LLMs are letting people present very convincingly as having a more-complete understanding of what's going on than they really do in ways that are messing up productive work, I'm not sure business-folks are going to be generally capable of tamping this down because it is so in-line with the way they already operate (but on speed), and helps them so very much to look good to one another while saving tons of time. This isn't just the MBA set I accuse above, either, I'm noticing that this improbably-complete deck communication upward is becoming necessary to look competent (and to ladder-climb) as an IC.
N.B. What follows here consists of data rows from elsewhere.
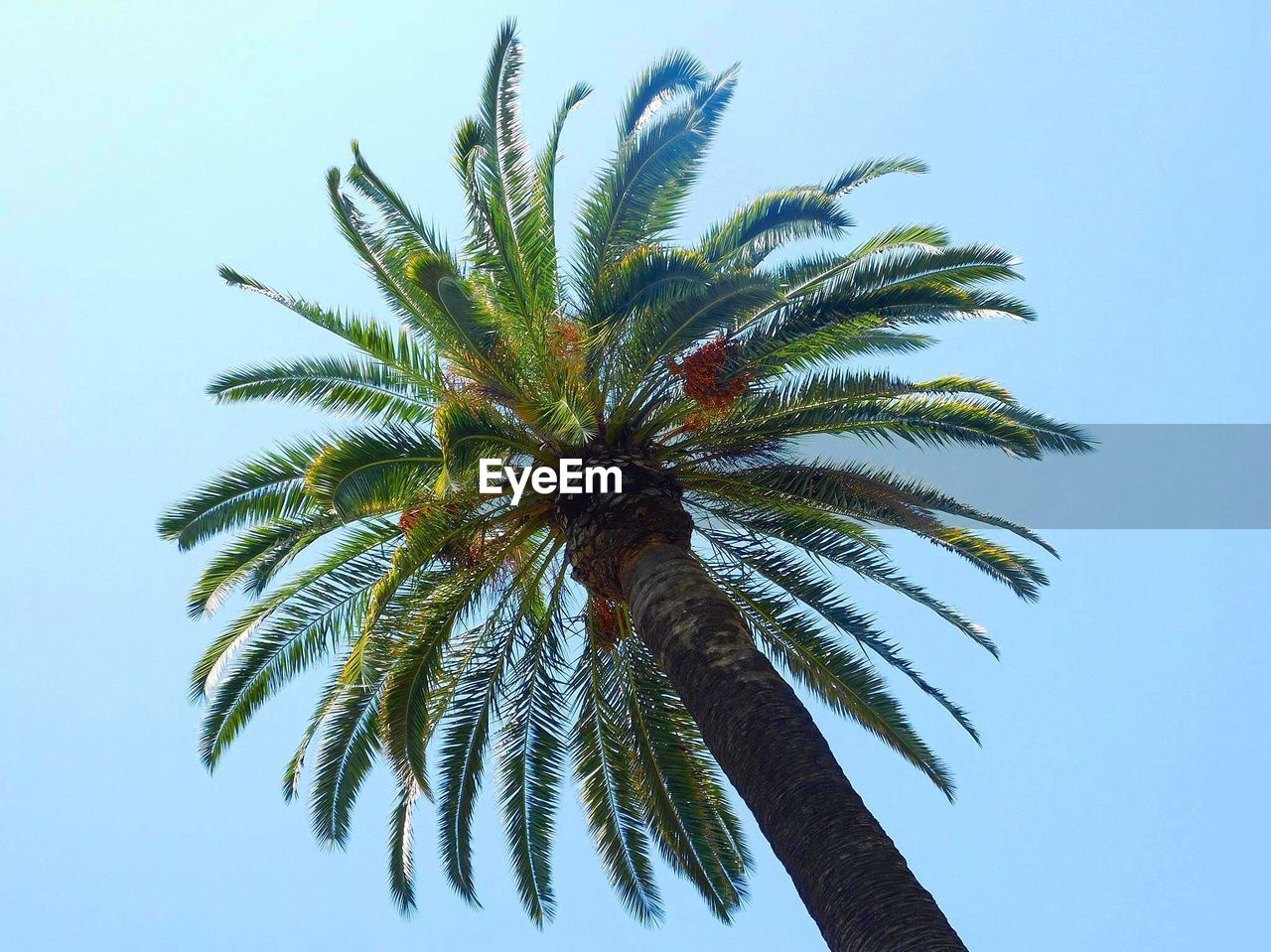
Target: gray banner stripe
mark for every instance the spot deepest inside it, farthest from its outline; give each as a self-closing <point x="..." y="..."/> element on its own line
<point x="1143" y="476"/>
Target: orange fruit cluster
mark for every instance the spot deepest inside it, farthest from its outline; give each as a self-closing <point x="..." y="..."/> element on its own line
<point x="702" y="371"/>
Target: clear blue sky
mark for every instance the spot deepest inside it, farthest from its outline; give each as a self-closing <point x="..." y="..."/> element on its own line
<point x="1120" y="149"/>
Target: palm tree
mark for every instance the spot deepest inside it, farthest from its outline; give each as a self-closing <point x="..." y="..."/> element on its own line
<point x="635" y="635"/>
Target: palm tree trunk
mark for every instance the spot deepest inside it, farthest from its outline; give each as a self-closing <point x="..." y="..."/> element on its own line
<point x="849" y="874"/>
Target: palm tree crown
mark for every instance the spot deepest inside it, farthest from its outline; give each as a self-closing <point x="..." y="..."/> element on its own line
<point x="461" y="626"/>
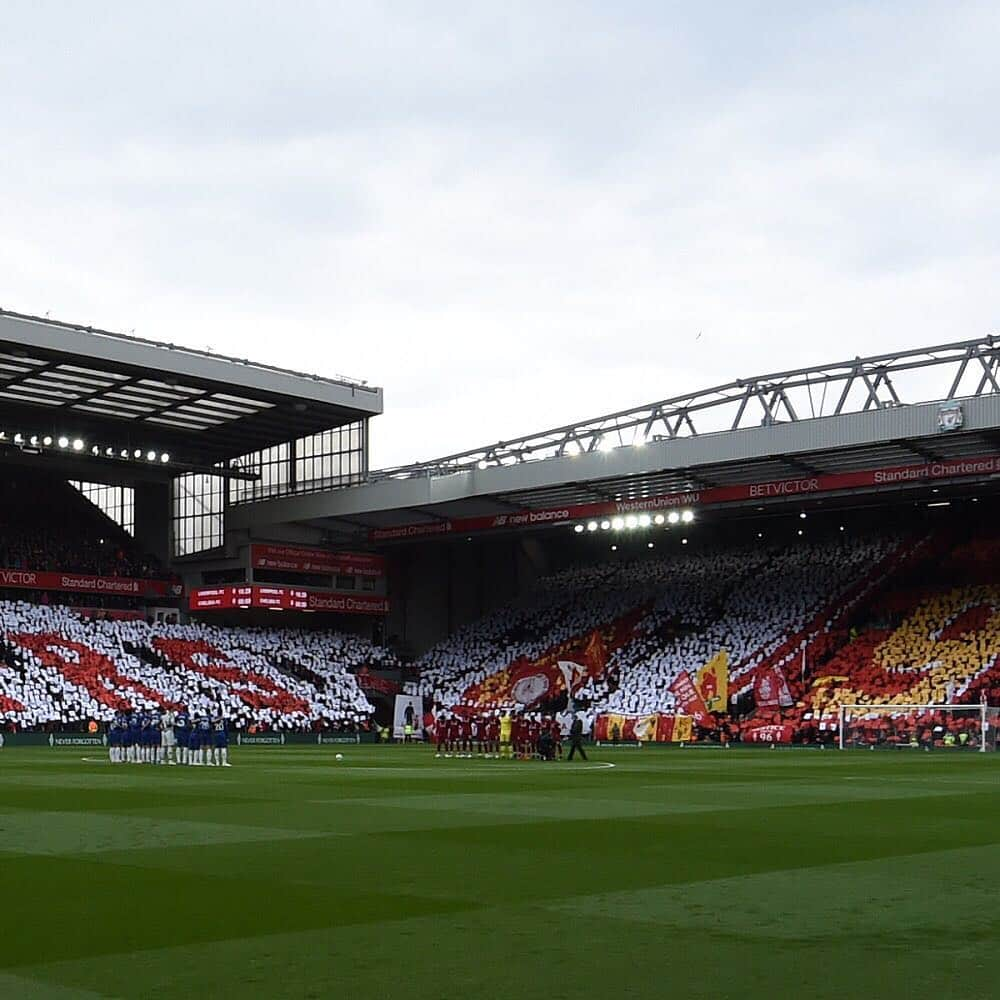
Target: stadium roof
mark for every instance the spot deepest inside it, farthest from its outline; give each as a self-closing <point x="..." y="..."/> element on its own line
<point x="658" y="449"/>
<point x="64" y="379"/>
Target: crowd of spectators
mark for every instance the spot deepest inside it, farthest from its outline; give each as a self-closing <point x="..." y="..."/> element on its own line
<point x="57" y="668"/>
<point x="46" y="525"/>
<point x="746" y="601"/>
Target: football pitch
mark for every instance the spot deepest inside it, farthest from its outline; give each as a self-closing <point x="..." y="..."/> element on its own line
<point x="693" y="873"/>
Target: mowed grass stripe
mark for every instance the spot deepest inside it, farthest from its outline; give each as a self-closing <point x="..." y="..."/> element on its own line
<point x="527" y="879"/>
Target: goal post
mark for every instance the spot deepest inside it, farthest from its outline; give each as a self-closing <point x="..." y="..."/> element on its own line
<point x="944" y="726"/>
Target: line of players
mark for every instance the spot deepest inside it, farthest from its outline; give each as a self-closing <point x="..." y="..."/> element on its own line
<point x="168" y="738"/>
<point x="524" y="737"/>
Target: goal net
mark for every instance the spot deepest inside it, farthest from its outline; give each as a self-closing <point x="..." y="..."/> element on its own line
<point x="925" y="727"/>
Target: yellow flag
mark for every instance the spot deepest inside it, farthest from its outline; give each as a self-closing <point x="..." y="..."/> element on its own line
<point x="683" y="729"/>
<point x="712" y="682"/>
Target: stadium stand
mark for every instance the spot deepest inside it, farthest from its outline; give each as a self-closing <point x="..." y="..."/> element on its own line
<point x="668" y="616"/>
<point x="47" y="525"/>
<point x="903" y="617"/>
Like, I'm only starting to think this through and really observing what's going on through this lens as I've only noticed it in the last few weeks, but the more I see the more alarming this is. I think this is going to be a little like the largely-wasteful "legibility" obsession of upper management, something enabled by computerization that they find irresistible and are pretty bad at employing judiciously and effectively, but probably a lot worse in terms of harm-to-productivity, and directly affecting and changing the behavior of far more layers of an organization. They never (businesses as a whole, to anthropomorphize a bit) gained wisdom with their new powers to burn resources chasing legibility, and this is starting to look like another thing they just will not be able to use (internally! I don't even mean for actually producing external-facing results!) with restraint and taste.